Christian Rauch; Elmar Berghöfer; Tim Köhler; Frank Kirchner
In: KI 2013: From Research to Innovation and Practical Applications. German Conference on Artificial Intelligence (KI-13), September 16-20, Koblenz, Germany, Pages 200-211, ISBN 978-3-642-40941-7, Springer, Berlin - Heidelberg, 9/2013.


Robotic applications in inaccessible environments like in space strongly depend on detailed planning in advance as there are only short communication windows, a high latency in communication, and as there is often no way of recovering the system when it gets into a fault state. Furthermore, unknown terrain requires continuous monitoring of behavior execution by a human operator. The effort on detailed planning and especially the delay through remote monitoring can be decreased by supporting the autonomy of the robot by predicting and self-monitoring behavior consequences.

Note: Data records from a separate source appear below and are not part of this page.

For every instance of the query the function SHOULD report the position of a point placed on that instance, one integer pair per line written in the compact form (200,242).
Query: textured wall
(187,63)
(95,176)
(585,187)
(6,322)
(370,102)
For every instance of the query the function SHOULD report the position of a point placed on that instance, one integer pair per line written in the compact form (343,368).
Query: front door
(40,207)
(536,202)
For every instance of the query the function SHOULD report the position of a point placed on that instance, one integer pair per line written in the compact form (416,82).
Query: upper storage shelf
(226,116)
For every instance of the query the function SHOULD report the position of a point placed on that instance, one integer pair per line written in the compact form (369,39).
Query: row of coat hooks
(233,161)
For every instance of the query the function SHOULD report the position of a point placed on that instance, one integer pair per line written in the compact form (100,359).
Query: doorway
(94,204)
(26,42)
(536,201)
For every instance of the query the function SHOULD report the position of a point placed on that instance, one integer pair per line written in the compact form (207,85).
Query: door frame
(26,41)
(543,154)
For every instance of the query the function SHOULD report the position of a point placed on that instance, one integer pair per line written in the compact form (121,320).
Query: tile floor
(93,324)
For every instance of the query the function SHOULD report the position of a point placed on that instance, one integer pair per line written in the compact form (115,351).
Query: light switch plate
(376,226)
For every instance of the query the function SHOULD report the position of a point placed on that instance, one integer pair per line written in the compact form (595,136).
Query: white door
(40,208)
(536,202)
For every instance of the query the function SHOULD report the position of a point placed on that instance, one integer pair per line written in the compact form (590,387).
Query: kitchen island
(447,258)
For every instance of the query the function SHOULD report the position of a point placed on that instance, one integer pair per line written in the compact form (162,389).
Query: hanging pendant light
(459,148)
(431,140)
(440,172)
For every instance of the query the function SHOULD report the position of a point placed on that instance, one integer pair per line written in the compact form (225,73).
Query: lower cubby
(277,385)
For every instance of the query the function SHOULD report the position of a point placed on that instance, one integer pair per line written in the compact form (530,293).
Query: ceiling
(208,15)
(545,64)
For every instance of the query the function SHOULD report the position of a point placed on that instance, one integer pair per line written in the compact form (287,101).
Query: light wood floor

Presented are three approaches for creating prediction models. The models are used to generate expectations on sensor feedback caused by given actions. The expected sensor feedback is compared with the actual sensor feedback through a monitoring stage that will trigger a change of the robot behavior in case of unexpected sensor output. Two function fitting approaches (analytic model and generic function approximation) and a vector quantization method are compared with each other. The evaluation of the triggering mechanism in real scenarios will show that the execution of emergency actions in unexpected situations is possible.